Sony Corp. said on Monday retailers had almost completely sold out of  200,000 PlayStation Portables on its first day in Japanese stores.
SONY PLAYSTATION PORTABLE PSP CUSTOMERS
Customers form a long line to buy the PlayStation Portable at a Tokyo video shop early Sunday morning.Chiaki Tsukumo / AP
/ Source: Reuters

Sony Corp. said on Monday retailers had almost completely sold out of the PlayStation Portable on its first day in Japanese stores, marking a strong start for the company's first handheld game machine.

Sony shipped about 200,000 of the sleek, black devices to retailers ahead of the early Sunday morning launch in Japan. The PSP, which can play movies, music and games, will go on sale in Europe and North America early next year.

"We have heard that the PSP has nearly sold out nationwide," said Koichiro Katsurayama, spokesman at Sony Computer Entertainment, the group's game division.  "But we have not changed our target of shipping 500,000 in Japan by the end of 2004."

Katsurayama said Sony was considering boosting production of the PSP, but acknowledged this would be difficult because it had already established schedules with components suppliers that could not be easily changed.  It stood by its target of shipping 3 million PSP units worldwide by March 31, the end of Sony's business year.

Some game fans stood in line all night to be among the world's first to get their hands on the PSP, which is at the center of Sony's drive to unseat Nintendo Co. as the king of handheld game machines.

At a price of 19,800 yen ($188), the PSP went on sale 10 days after the launch of the Nintendo DS, a game machine the size of a paperback book with a wireless connection and two screens, one of which is touch-sensitive and works with a pen-like device.  The DS is slightly cheaper, selling for 15,000 yen.

Analysts say both will sell well this holiday season, bringing the biggest buzz to the sector since Sony launched its PlayStation 2 (PS2) game console in 2000.

But Standard and Poor's equity analyst John Yang reckons Sony, which as of Sept. 30 had shipped about 74 million PS2 consoles, will likely gain the upper hand over the long term.

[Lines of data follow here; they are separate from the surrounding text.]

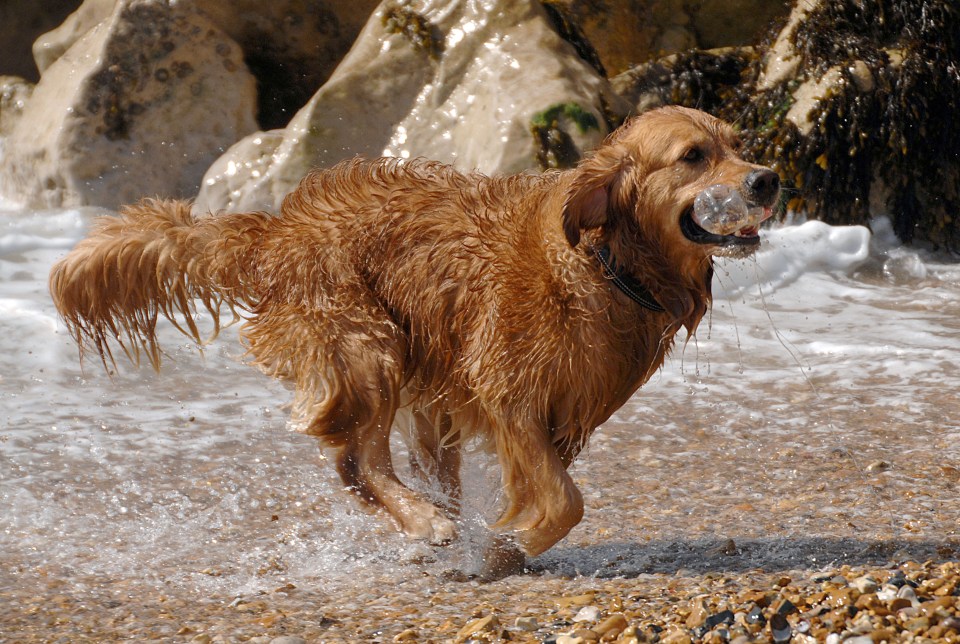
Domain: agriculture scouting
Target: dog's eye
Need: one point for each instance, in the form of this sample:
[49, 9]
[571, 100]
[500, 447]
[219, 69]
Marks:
[693, 155]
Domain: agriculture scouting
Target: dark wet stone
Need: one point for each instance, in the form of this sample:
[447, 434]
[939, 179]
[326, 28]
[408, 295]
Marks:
[786, 607]
[725, 617]
[755, 616]
[780, 629]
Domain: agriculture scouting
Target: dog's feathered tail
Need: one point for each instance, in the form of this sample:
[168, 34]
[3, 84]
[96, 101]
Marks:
[154, 260]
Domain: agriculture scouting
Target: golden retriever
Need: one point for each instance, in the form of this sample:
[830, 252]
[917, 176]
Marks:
[520, 309]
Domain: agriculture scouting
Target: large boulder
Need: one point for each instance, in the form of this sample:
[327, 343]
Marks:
[290, 46]
[487, 86]
[139, 105]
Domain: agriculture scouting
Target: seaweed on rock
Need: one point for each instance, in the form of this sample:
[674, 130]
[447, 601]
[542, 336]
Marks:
[885, 137]
[555, 147]
[866, 124]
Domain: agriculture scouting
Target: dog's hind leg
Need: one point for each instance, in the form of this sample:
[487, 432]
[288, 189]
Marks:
[435, 453]
[543, 503]
[346, 358]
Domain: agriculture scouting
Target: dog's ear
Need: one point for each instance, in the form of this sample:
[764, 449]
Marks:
[587, 203]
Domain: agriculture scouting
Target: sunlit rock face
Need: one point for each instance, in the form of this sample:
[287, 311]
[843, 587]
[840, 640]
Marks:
[290, 46]
[482, 85]
[139, 105]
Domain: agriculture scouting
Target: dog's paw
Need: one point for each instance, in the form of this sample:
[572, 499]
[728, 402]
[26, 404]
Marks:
[429, 524]
[501, 558]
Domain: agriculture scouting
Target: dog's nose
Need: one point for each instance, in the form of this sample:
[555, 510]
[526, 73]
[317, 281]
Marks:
[762, 186]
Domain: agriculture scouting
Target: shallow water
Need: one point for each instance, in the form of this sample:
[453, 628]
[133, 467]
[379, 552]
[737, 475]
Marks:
[813, 420]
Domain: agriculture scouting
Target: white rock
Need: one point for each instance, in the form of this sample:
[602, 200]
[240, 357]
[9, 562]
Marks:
[865, 584]
[470, 104]
[139, 106]
[782, 61]
[528, 624]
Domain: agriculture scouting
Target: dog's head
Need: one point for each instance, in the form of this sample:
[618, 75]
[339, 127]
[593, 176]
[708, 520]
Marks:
[639, 187]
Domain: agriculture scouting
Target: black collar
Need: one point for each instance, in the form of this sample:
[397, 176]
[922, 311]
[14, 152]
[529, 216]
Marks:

"The user who is so accustomed to PS2, which has a very high penetration rate in the world, could migrate to PSP," Yang said.

Nintendo launched the DS in the United States on Nov. 21 and in Japan on Dec. 2, in time for the holiday shopping rush, and last week raised its forecast of shipments this year by 40 percent to 2.8 million units.  It expects to ship 5 million by March 31.